The one place where Max seemed to feel at peace was in Truckee. He loved being in the woods. He camped and hunted and fished. He did most of the stonework on the grounds himself, he tended the lawns and the flowerbeds and he was very protective of his turf.

Florence was a good Episcopal Church Lady. Most likely she was a pillar. The Northern California diocese maintains an outdoor chapel in Tahoe City for summer services and the Bishop would preside at the Chapel in the Pines whenever he was vacationing at the lake.

Pillar that she was, Florence was naturally on friendly terms with the Bishop. So one summer after the house was built Florence invited Bishop Porter to the River for lunch. She also asked Max to attend.

Max was less a pillar of the church than a broken window, and he didn’t want to come. He wanted to lay in wait to try to catch a particularly destructive gopher that was tearing up the front lawn. Apparently there was some negotiation and a compromise, because Max eventually agreed to come -- on the condition that he be allowed to keep his shotgun with him in case the gopher showed up.

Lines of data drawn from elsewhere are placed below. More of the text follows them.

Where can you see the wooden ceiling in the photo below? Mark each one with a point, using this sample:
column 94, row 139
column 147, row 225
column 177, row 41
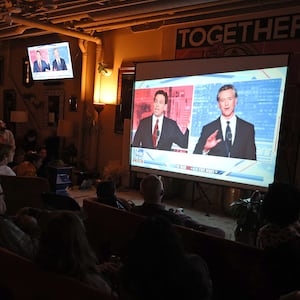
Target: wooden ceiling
column 27, row 18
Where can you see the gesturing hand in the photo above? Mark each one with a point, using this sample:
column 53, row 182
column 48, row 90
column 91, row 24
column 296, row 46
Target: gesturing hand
column 212, row 141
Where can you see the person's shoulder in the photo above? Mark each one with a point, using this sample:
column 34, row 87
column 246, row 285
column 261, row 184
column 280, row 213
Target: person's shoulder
column 146, row 119
column 243, row 122
column 213, row 123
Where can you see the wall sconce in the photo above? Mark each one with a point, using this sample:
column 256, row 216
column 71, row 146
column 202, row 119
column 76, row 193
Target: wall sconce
column 73, row 103
column 18, row 116
column 103, row 70
column 64, row 128
column 98, row 107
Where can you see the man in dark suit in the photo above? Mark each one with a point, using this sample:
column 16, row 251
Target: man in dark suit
column 228, row 135
column 39, row 65
column 58, row 63
column 158, row 131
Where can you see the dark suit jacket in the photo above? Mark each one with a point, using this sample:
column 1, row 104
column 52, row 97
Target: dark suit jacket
column 62, row 66
column 243, row 146
column 45, row 66
column 170, row 133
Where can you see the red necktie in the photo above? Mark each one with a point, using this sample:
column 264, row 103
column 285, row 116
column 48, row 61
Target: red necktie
column 154, row 135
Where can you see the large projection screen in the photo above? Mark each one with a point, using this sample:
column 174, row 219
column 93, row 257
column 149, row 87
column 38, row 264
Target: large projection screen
column 192, row 87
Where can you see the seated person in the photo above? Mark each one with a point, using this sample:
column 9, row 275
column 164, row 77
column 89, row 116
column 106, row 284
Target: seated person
column 19, row 233
column 106, row 194
column 157, row 266
column 5, row 150
column 152, row 190
column 280, row 236
column 30, row 165
column 64, row 249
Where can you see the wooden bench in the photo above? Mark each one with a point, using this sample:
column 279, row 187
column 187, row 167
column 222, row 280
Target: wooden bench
column 236, row 269
column 22, row 191
column 23, row 280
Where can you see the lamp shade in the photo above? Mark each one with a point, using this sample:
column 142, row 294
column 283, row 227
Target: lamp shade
column 65, row 128
column 19, row 116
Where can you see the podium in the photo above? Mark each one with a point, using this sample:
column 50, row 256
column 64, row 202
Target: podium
column 59, row 178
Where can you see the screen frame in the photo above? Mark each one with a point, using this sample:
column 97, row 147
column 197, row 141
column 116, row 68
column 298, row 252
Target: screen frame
column 48, row 56
column 187, row 67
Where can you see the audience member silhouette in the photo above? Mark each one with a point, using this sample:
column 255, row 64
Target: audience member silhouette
column 106, row 194
column 295, row 295
column 152, row 189
column 42, row 171
column 29, row 167
column 280, row 210
column 64, row 249
column 5, row 150
column 280, row 236
column 19, row 233
column 30, row 142
column 18, row 157
column 157, row 267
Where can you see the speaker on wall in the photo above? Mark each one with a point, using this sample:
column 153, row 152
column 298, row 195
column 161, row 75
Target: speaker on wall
column 125, row 89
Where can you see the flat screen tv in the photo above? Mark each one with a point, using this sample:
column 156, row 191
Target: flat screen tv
column 192, row 87
column 50, row 61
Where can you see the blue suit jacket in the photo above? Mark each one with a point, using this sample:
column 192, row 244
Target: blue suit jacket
column 44, row 66
column 244, row 142
column 170, row 134
column 62, row 66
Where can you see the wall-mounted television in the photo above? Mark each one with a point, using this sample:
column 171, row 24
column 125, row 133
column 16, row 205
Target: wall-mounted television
column 192, row 87
column 50, row 61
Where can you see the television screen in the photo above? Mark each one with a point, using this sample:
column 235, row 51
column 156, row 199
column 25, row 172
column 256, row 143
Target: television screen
column 192, row 140
column 51, row 61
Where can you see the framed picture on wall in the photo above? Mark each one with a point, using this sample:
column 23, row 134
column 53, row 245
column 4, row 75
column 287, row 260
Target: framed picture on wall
column 124, row 97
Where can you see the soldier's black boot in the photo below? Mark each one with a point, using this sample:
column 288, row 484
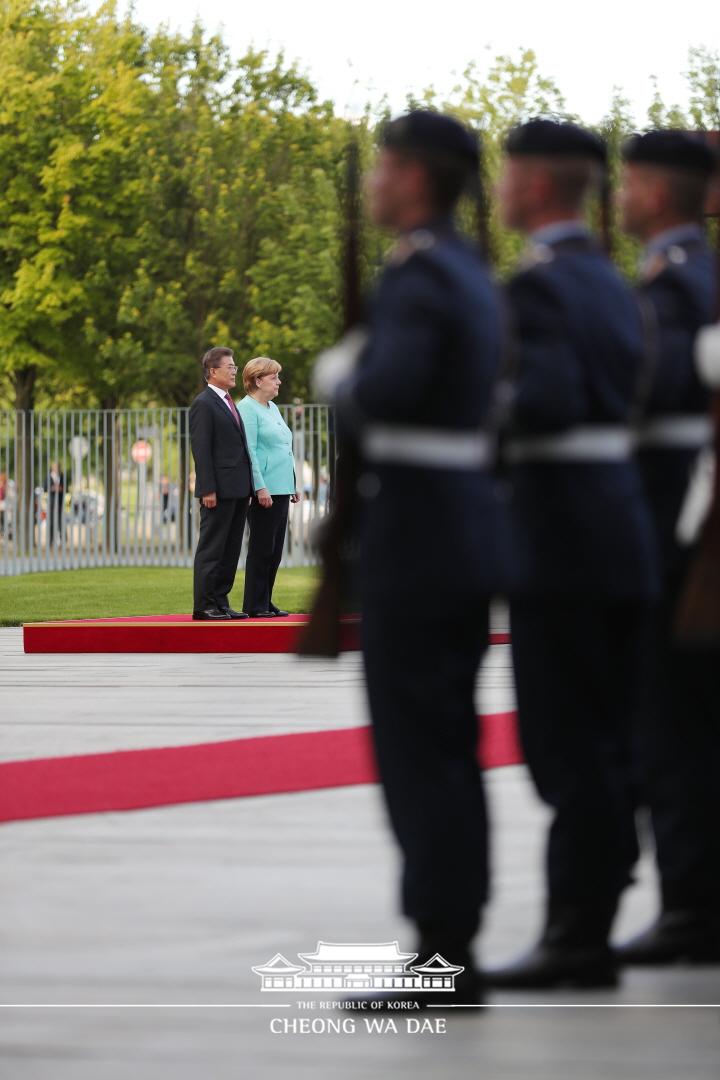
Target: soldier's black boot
column 572, row 953
column 677, row 936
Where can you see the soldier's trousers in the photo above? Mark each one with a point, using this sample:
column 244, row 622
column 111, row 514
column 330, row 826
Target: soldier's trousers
column 680, row 767
column 579, row 666
column 421, row 667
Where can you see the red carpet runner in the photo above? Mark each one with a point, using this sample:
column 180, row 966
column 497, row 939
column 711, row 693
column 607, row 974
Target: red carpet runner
column 178, row 633
column 134, row 779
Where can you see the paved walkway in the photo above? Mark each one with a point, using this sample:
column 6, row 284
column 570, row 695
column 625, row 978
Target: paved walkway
column 173, row 906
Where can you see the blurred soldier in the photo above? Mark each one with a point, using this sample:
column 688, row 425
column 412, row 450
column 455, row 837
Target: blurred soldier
column 665, row 180
column 417, row 404
column 579, row 612
column 55, row 489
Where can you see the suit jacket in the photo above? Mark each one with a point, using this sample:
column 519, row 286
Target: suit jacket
column 585, row 527
column 270, row 443
column 431, row 362
column 219, row 448
column 681, row 293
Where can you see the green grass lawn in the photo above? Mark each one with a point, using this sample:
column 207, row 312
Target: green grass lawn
column 126, row 591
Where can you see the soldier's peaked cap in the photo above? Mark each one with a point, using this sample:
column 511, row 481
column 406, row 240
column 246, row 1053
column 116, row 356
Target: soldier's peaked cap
column 674, row 149
column 554, row 138
column 422, row 130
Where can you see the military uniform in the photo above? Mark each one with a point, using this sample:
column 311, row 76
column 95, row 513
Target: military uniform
column 579, row 609
column 679, row 732
column 418, row 404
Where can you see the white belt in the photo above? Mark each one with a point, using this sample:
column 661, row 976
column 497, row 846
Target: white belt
column 592, row 443
column 429, row 447
column 676, row 431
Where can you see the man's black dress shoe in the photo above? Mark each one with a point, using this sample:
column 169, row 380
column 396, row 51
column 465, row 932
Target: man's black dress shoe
column 235, row 615
column 548, row 967
column 675, row 937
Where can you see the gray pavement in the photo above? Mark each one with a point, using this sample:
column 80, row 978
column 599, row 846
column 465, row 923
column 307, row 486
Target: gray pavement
column 148, row 922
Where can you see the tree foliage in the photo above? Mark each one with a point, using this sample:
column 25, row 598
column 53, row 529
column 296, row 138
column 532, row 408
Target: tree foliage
column 159, row 196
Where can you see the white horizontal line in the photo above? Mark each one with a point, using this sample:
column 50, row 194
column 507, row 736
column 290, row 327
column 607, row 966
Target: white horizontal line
column 231, row 1004
column 522, row 1004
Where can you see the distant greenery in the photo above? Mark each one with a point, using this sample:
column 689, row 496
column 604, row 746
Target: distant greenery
column 126, row 591
column 158, row 196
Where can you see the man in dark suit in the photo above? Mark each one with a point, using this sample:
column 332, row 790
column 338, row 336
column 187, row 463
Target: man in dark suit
column 55, row 489
column 665, row 181
column 223, row 484
column 418, row 405
column 580, row 609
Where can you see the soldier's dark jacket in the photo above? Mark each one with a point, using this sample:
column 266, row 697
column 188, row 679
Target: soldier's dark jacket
column 428, row 372
column 579, row 341
column 678, row 284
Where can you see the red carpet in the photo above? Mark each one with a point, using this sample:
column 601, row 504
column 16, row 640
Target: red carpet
column 178, row 633
column 130, row 780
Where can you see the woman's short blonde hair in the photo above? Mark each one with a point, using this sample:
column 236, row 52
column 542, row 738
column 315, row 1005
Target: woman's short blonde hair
column 256, row 368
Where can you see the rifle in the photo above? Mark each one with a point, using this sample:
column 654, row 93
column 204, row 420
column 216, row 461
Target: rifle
column 322, row 635
column 697, row 617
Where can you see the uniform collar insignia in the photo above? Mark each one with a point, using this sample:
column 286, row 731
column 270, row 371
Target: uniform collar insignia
column 657, row 261
column 535, row 255
column 419, row 240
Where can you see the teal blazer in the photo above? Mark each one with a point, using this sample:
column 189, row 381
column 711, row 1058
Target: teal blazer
column 270, row 443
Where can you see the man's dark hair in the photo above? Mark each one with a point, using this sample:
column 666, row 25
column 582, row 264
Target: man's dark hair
column 213, row 359
column 448, row 151
column 448, row 176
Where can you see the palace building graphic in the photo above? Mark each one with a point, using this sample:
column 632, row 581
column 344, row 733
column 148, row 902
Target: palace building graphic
column 369, row 967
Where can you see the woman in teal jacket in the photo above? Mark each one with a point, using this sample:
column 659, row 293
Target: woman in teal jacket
column 270, row 443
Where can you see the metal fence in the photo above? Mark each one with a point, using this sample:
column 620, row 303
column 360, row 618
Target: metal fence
column 117, row 487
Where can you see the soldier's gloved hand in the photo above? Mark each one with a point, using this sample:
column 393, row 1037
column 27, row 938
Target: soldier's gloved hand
column 707, row 355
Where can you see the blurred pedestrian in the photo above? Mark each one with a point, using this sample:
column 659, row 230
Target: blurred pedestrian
column 579, row 612
column 665, row 181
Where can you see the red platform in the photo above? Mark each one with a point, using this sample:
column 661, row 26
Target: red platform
column 178, row 633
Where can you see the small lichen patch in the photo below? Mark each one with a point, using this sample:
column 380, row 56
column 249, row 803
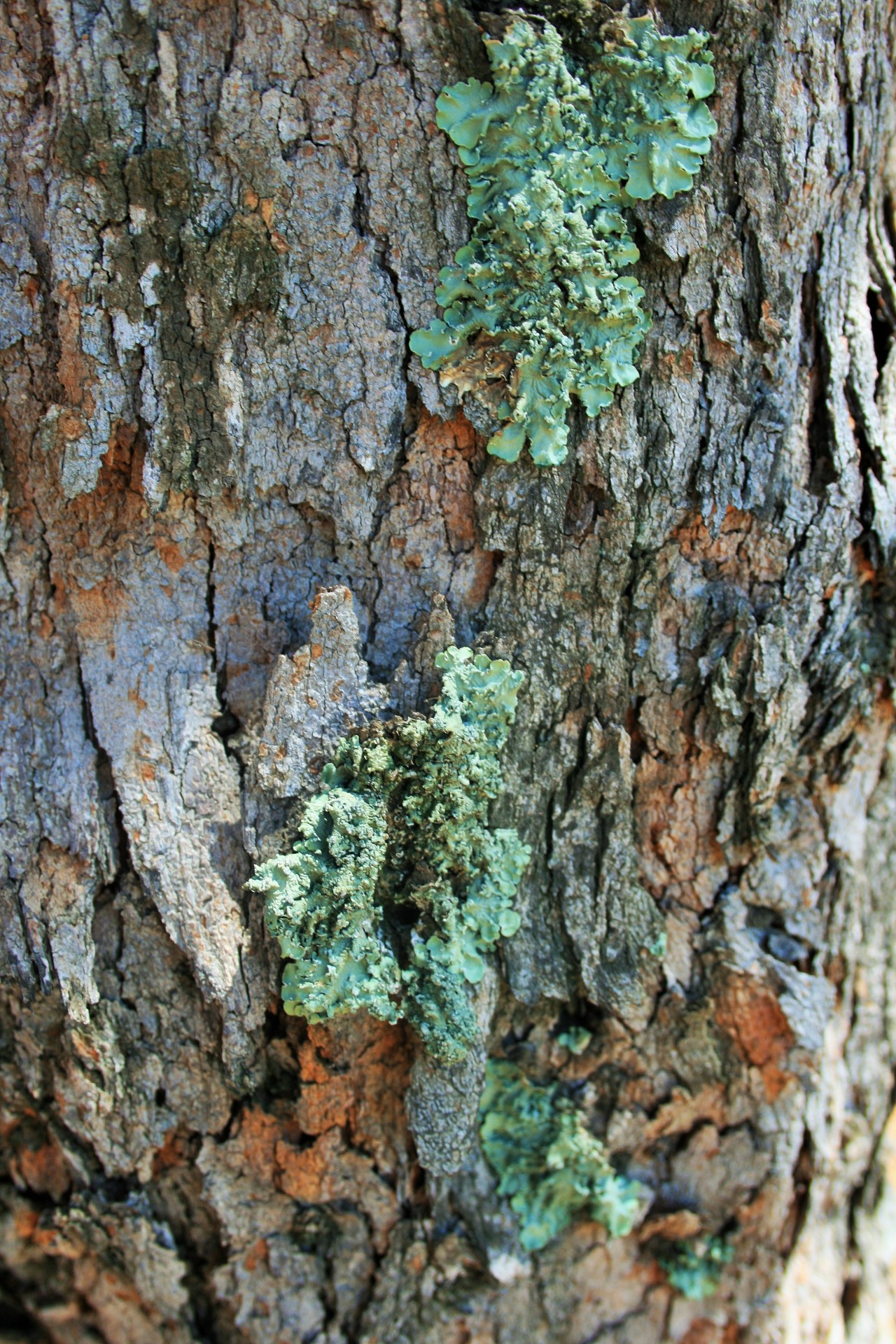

On the day that Bishop Porter came for lunch the family and their guests were assembled on the front porch, looking out over the river, and my grandmother asked the Bishop to say a prayer. The Bishop obliged, and as he was getting to the end, somewhere in between the Father, Son and Holy Ghost, a shot rang out from the porch.

Max had bagged his gopher.

Friday, March 27, 2009

Spring has sprung


Morning is my favorite time of the day. It always seems like there is a promise of something new and exciting as the sun rises and most of the world is still asleep. Watching the dancing mist on the river is a special treat that most don’t see.

Spring is my favorite time of the year. You come out of the long (in California, metaphorically) winter and the world is starting to warm up and new life is starting to show. The trees are putting on their electric green new foliage, the grass is green and tall, and anything seems possible just around the next corner.

I rode to work again yesterday and today, and it feels great. I haven’t been riding for at least 2 months because of rain, vacation and then getting sick, so I have porked back up and need to get some of the weight back off. Riding also helps my energy level and my sense of well being. Lord knows these days we all need as much sense of well-being as we can get.

I’ve pioneered a new route. Well, not a new route so much as a long alternate return route. I still come in to the office the same way, through the Parkway to Rancho, cross Folsom and Light Rail at Coloma and over the freeway at White Rock Park pedestrian bridge. On the way home though, I go out of the office park to Kilgore Road where I cross Folsom and go under the freeway and turn toward the parkway. Rancho is still the least friendly bike riding spot around, but at least the streets in this part are wider.

I enter the parkway at El Manto where the American River breaks into the San Juan Rapids. Now I get to enjoy the bike path and the natural surroundings. Yesterday I saw a herd of deer taking their ease in the afternoon shade, watching the human parade, knowing that they are in a protected environment, having no reason for fear. I also saw a couple of turkeys, numerous ground squirrels and the ubiquitous Canada geese that no longer migrate. I mean, why leave when you can have such a nice deal here. I think they are probably considering changing their citizenship.

So what could be better than an energizing bike ride on a fresh spring morning?